A sharp for an inner model \(N\) is an object whose existence implies that the inner model is "far from \(V\)": for example, \(N\) can be nontrivially elementarily embedded into itself, and uncountable sets of ordinals may not be able to be covered by sets in \(N\). For example, the sharp for \(L\) is \(0^\sharp\). In general, for a real number \(r\), \(r^\sharp\) denotes the sharp for \(L[r] = L(r)\). For example, it is consistent that \(0^\sharp\) exists but \(0^{\sharp \sharp}\) doesn't, in which case \(L[0^\sharp]\) - the smallest inner model containing \(0^\sharp\) - computes successors of singular cardinals correctly, while \(L\) doesn't.

Sharps are important in inner model theory because the nonexistence of certain sharps shows that the inner models constructed possess significant fine structure and satisfy covering, as well as other properties which a "core model" should have.

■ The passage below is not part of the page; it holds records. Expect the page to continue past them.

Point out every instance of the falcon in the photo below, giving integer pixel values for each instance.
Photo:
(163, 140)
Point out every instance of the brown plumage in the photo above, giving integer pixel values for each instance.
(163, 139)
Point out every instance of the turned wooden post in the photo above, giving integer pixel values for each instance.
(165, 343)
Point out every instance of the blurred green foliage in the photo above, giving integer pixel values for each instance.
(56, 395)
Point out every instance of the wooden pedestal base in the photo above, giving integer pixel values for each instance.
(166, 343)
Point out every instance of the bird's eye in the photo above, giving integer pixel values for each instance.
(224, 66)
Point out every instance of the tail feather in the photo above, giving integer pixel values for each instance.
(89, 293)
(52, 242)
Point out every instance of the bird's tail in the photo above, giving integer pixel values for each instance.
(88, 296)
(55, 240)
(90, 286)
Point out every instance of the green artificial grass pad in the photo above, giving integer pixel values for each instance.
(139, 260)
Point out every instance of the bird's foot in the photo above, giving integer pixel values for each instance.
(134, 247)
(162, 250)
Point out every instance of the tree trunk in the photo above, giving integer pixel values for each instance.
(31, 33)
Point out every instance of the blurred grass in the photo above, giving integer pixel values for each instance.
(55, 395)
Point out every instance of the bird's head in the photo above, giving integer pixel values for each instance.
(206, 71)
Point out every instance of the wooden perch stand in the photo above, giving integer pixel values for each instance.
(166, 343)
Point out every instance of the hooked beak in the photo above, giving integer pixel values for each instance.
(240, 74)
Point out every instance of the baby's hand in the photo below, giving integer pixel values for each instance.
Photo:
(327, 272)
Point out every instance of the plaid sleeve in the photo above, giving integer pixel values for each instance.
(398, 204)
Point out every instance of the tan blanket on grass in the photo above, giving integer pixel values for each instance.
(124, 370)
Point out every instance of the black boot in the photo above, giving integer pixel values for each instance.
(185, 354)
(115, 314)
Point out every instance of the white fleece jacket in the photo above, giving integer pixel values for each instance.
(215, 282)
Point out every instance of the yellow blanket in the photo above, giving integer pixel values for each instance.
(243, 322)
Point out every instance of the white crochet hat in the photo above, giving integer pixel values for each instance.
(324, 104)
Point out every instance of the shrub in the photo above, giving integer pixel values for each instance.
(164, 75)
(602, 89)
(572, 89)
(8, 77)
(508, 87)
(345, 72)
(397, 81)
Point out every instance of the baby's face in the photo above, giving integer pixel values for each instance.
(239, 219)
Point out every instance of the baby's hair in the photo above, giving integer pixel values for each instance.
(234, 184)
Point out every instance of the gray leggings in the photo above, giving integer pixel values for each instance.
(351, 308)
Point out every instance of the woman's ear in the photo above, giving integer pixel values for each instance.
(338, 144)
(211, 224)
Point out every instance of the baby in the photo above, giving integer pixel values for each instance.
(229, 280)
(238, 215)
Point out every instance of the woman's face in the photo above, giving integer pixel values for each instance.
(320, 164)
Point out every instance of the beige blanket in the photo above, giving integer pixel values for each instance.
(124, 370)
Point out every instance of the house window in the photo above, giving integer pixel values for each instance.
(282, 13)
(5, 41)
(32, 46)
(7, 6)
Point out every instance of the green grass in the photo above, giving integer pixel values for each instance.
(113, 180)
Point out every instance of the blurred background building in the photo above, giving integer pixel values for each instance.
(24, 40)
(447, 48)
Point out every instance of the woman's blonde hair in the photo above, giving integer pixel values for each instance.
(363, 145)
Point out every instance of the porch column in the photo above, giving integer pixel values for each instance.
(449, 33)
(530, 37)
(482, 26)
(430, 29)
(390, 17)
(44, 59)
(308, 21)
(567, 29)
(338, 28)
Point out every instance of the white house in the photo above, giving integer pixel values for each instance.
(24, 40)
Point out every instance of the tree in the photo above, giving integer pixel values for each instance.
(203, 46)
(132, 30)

One can also define \(x^\sharp\) when \(x\) isn't a real number. Although the precise definition varies, \(x^\sharp\) is often defined as a sharp for \(L[x]\), the smallest inner model which is amenable for \(x\), or as \(L(x)\), the smallest inner model containing \(x\). When \(x\) is a set of ordinals, the ambiguity disappears. Sharps beyond \(x^\sharp\) include \(0^\dagger\), \(0^{sword}\) and \(0^\text{¶}\). \(0^\dagger\) is a sharp for \(L[U]\), where \(U\) is an ultrafilter witnessing some cardinal's measurability. This is a significantly stronger object than \(x^\sharp\) for sets \(x\), because a measurable cardinal has much more consistency strength than an inaccessible cardinal \(\delta\) such that \(x^\sharp\) exists for all \(x \in H_\delta\), which itself has more consistency strength than the existence of \(r^\sharp\) for all reals \(r\). \(0^{sword}\) is a sharp for an inner model \(N\) accommodating a measurable cardinal with nontrivial Mitchell rank, i.e. so that \((V^\kappa / U)^N\) satisfies "\(\kappa\) is measurable". Lastly, \(0^\text{¶}\) is an inner model for a strong cardinal.